American General Financial priced $507 million of home equity paper via Banc One Capital Markets and Citigroup. The offering, backed by fixed-rate first-lien residential mortgage product, was motivated by a desire to expand into new funding sources said. As a first-time issuer with limited performance data for servicer AGFC, however, the issuer had to pay up to priced its deal. AGFC's three-year A2 seniors priced to yield 60 basis points over swaps, outside of levels for comparable classes issued by Chase last week.

The credit card sector priced two single-tranche offerings for $675 million in total volume. Capital One Financial, which has brought $1.8 billion from its COMET shelf this quarter after not selling any credit card ABS in the first quarter, sold its first triple-B rated class from the de-linked vehicle. COMET 2003-C1 saw strong demand for the floating-rate subordinated notes, tightening 20 basis points from initial price talk. The five-year class, priced at 255 basis points over one-month Libor via Lehman Brothers.

Circuit City's First North American National Bank unit sold $425 million of Ambac-wrapped paper via BofA and Wachovia.
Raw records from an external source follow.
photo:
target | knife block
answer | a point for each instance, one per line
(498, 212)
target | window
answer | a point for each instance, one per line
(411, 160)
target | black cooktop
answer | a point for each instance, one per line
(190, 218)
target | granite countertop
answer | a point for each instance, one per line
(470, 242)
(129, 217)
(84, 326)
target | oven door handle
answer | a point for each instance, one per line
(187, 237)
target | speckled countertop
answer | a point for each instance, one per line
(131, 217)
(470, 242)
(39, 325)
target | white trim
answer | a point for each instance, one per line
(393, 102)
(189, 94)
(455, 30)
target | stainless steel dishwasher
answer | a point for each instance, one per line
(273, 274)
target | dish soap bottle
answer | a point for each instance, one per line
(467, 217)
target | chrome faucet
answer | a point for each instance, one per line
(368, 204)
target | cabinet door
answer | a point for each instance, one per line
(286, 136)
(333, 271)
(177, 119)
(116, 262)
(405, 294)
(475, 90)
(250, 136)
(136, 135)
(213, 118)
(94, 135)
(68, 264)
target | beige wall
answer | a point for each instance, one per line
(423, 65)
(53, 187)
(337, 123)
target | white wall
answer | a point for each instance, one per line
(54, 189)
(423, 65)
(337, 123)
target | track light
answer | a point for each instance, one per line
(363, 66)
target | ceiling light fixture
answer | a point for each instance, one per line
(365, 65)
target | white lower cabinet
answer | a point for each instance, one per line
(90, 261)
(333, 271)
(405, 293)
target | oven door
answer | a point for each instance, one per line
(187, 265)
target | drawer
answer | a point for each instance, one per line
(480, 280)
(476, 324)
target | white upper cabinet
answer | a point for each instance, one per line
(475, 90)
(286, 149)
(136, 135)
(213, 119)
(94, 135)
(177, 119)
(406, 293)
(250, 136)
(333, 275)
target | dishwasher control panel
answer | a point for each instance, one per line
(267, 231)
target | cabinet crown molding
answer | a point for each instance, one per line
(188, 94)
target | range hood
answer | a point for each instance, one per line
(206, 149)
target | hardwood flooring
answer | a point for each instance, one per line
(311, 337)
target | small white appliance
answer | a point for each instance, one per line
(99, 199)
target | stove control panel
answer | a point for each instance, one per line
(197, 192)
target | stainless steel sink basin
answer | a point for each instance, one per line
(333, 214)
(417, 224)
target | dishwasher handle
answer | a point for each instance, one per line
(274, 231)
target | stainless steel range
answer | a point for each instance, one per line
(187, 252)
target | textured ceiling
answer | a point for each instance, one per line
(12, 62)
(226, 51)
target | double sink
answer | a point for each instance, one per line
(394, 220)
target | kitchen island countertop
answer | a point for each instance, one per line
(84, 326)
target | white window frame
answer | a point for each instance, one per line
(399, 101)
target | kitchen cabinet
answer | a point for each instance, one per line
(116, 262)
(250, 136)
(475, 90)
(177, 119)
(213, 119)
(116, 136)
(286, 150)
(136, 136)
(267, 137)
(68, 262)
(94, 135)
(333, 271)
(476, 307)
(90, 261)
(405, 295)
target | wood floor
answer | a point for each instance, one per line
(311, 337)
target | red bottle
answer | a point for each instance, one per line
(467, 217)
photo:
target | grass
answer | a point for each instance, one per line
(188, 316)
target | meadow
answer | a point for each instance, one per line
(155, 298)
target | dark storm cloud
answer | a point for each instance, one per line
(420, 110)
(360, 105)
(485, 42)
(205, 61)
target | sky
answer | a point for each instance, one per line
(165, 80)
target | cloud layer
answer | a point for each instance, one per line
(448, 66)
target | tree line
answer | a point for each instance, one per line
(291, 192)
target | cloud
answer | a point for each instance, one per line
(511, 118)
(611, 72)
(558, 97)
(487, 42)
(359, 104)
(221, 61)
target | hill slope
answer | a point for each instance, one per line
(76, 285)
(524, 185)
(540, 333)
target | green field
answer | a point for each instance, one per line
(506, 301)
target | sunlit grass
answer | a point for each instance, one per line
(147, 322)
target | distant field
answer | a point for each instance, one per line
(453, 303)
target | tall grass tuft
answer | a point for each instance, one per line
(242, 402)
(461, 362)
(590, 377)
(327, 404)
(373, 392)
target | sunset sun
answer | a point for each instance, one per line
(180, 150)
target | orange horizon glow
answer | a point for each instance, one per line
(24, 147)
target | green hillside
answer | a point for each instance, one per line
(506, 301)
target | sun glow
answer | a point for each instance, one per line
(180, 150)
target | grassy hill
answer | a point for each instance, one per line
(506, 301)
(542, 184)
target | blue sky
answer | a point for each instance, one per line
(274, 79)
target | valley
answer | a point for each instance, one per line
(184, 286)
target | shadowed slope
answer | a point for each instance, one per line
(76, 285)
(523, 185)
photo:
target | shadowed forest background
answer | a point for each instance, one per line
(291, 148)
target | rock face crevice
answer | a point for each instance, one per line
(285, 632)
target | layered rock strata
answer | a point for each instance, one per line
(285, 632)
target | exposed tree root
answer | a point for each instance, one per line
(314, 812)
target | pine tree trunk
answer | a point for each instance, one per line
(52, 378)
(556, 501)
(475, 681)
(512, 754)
The three-year triple-A rated floating-rate notes priced on the screws to price guidance at 48 basis points over one-month Libor.

On a side note, Charlotte, N.C.-based underwriters BofA and Wachovia acted as joint leads on both offerings affiliated with Richmond, Va.-based electronics retailer Circuit City Stores. In addition to FNANB 2003-A, the Tobacco Road Tag Team also jointly led the CarMax auto Owner Trust 2003-1 trade, a rarity for the cross-town rivals.

Rounding out the week's deals was earth-moving machinery manufacturer Caterpillar Inc., which sold $760 million of 2003-ASM fixed-rate notes via Banc One and JPMorgan. With a stellar performance in the primary, Caterpillar priced tighter than its collateral would suggest. In particular, the 2.77-year single-A rated subordinated B class priced at 38 basis points over swaps, more akin to an auto deal than an equipment deal.